This is one of the few stories I wrote last year. I admit it was fun. But it was also out of my comfort zone (for obvious reasons that you’ll find within). The story is…long. Enjoy and please feel free to share you thoughts with me.
WHERE IS DADDY?
Two men in green uniforms were standing outside our home when Mummy opened the front door. They smiled warmly, said theirs greetings, then asked if they could come in. Mummy’s eyes took in the living room and hallway, briefly, before she agreed. Both men walked in with quiet, calculated steps, their black caps tucked under their arms. Those caps…they were the same ones I had seen some military men wearing a few days ago on TV. Since Mummy had decided to let them in, I wanted to believe there was more to their visit. After all, we were eagerly expecting news from the military on Daddy’s whereabouts.
The uniforms turned to us. “Mornin’, ladies.”
My sister and I responded. “Good morning, sirs.”
“Please, sit. What can I offer you, gentlemen?”
“Thank you, ma’am. But we’d rather have nothing.”
“Oh…” Mummy settled down into a seat close beside them.
The younger uniform flashed an even set of white teeth at us. He waved a hand at my younger sister, Amber, who smiled back. When his eyes met mine, I quickly turned away.
“You and Jerry have pretty girls.”
Mummy gave an appreciative smile. Her eyelashes fluttered, and she brought her hands to rest on her jean-cladded legs.

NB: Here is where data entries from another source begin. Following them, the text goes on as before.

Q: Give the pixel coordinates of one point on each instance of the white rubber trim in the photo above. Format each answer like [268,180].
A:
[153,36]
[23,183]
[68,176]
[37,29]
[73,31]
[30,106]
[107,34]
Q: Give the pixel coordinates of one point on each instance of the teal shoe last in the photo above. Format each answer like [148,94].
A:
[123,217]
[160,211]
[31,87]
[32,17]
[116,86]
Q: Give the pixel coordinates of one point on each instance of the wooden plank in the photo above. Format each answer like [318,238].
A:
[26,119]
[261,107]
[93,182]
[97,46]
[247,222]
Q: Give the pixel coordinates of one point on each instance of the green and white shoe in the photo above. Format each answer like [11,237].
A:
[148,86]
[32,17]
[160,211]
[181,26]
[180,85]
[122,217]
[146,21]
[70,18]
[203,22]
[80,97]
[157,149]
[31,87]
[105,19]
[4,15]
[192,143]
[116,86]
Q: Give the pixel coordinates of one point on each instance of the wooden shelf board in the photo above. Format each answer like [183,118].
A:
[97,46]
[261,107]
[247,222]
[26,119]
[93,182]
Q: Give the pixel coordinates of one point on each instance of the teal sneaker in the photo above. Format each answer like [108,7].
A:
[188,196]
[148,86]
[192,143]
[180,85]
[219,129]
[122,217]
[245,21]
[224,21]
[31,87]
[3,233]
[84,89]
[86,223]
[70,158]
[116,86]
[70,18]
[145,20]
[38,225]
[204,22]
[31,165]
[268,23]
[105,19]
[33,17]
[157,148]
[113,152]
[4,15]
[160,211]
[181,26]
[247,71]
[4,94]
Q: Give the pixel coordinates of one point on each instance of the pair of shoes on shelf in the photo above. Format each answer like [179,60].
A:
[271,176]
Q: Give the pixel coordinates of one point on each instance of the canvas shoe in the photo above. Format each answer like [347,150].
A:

“Can we talk to you alone?” The older uniform asked.
Mummy looked taken aback. She sat up in her seat. “Alone?”
“Yes. In private, Mrs. White.”
Mummy cleared her throat. “Girls, could you take your game upstairs?”

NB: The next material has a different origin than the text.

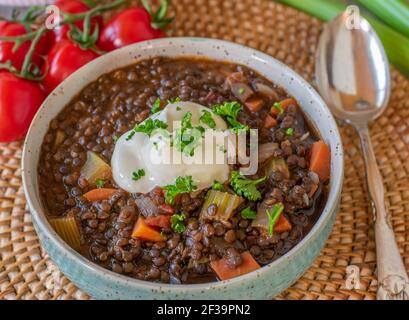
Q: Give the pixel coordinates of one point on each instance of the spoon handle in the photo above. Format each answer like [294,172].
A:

Without a word, my sister and I picked up the Scrabble board and headed for the stairs. When we were out of sight, almost at the foot of the stairs, I pulled lightly on Amber’s floral gown and placed a finger on my lips. Intelligent girl—she understood, nodding sharply.
“Daddy,” she whispered. “What about daddy?”
“Dunno. Let’s get closer. Maybe they have news about Daddy.”
Amber took my hands, her little fingers digging into my palms, her eyes gleaming in expectation. We dropped to a crouch and slid up to the edge of the wall.
“We can’t put that at a hundred percent,” a male voice said.
“What do you mean, Lieutenant? It’s been over three weeks and no one has cared enough to tell me where my husband is!”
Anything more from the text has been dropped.